L'épidémiologie expérimentale prétend combiner les points forts de la méthode expérimentale et de l'épidémiologie et proposer une méthode scientifique stricte pour éprouver une hypothèse. A ce titre, on considère généralement que les essais cliniques randomisés constituent les designs expérimentaux les plus rigoureux (Porta et al., 2008). Le caractère systématique de leur supériorité a été critiqué très tôt (Cornfield et al., 1954), et encore aujourd'hui des philosophes, méthodologistes et épidémiologistes alertent sur la surestimation qui peut être faite de ce type de protocole (Worrall, 2011). Cependant, on sait maintenant que les

preuves qui en découlent ont une fiabilité satisfaisante, à condition, et uniquement dans ce cas, que les participants de l'essai soient représentatifs de la population-mère à laquelle on souhaite extrapoler les conclusions. C'est bien cette condition qui pose problème. En effet, malgré le soin apporté par les chercheurs au protocole et à sa mise en œuvre, il peut demeurer, pour des raisons éthiques ou pratiques, que les patients éligibles ou que les participants ne soient pas représentatifs au point d'altérer la généralisation des résultats. Chez l'adulte sain, les essais cliniques focalisés sur l'activité physique sont particulièrement difficiles à mener compte tenu des contraintes qui leur sont relatives, en termes de temps et d'effort notamment. Les participants doivent aléatoirement être alloués soit à un groupe contrôle, soit à un (ou l'un des) groupe(s) d'intervention sur le mode de vie.

Ces interventions, qu'elles comparent ou combinent les modalités diététiques et comportementales en activité physique, ont fait preuve d'efficacité à plusieurs reprises, en particulier sur des personnes intolérantes au glucose. L'une des études pour laquelle le recul est le plus important est l'étude chinoise Da Qing qui a démontré après 6 ans d'intervention uniquement par l'exercice physique une diminution de 49% [31% - 83%] du risque relatif de développer le DT2 durant les 20 années de suivi par rapport au groupe contrôle. Cet impact était du même ordre avec la combinaison de mesures diététiques et de programme d'activité physique, et avec les mesures diététiques seulement (42% [38% - 89%] et 34% [41% - 109%], respectivement, Li et al., 2008). Les essais randomisés sur des effectifs plus réduits, comme des programmes de reconditionnement physique en milieu médicalisé, sont également intéressants pour mieux appréhender les mécanismes physiologiques des adaptations fonctionnelles. Cependant, elles sont trop coûteuses pour être étendues à large échelle, surtout en prévention primaire.

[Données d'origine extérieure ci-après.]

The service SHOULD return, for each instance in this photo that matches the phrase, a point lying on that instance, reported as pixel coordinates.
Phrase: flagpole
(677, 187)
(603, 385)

De nombreuses équipes ont privilégié la pertinence à la validité, en s'intéressant aux interventions à caractère communautaire, où priorité est donnée à la généralisation à long terme et à grande échelle (via la réduction des coûts et l'inscription dans l'environnement du participant), quitte à perdre en homogénéité des durées et intensités de pratique entre les participants. La majorité de ces études manquent de puissance statistique et n'ont pas pu se dérouler sur des durées suffisamment longues pour, à ce jour, mettre en évidence d'éventuels changements significatifs en matière d'incidence des pathologies cardiométaboliques ou de variations significatives de marqueurs biochimiques du contrôle métabolique ou du risque cardio-vasculaire. Pourtant, certains auteurs ont réussi ce challenge de la mise en place d'étude randomisée contrôlée en s'appuyant sur la démarche

communautaire. Ainsi, Lombard et al. ont démontré qu'un programme combinant contact personnel et suivi à distance permet le contrôle de la masse corporelle de jeunes mères avec un bon rapport coût-efficacité (Lombard et al., 2010). Il nous semble important que ce type d'étude soit mené également sur nos territoires, et nous pensons que cela serait possible avec la systématisation de l'évaluation rigoureuse des actions de santé publique.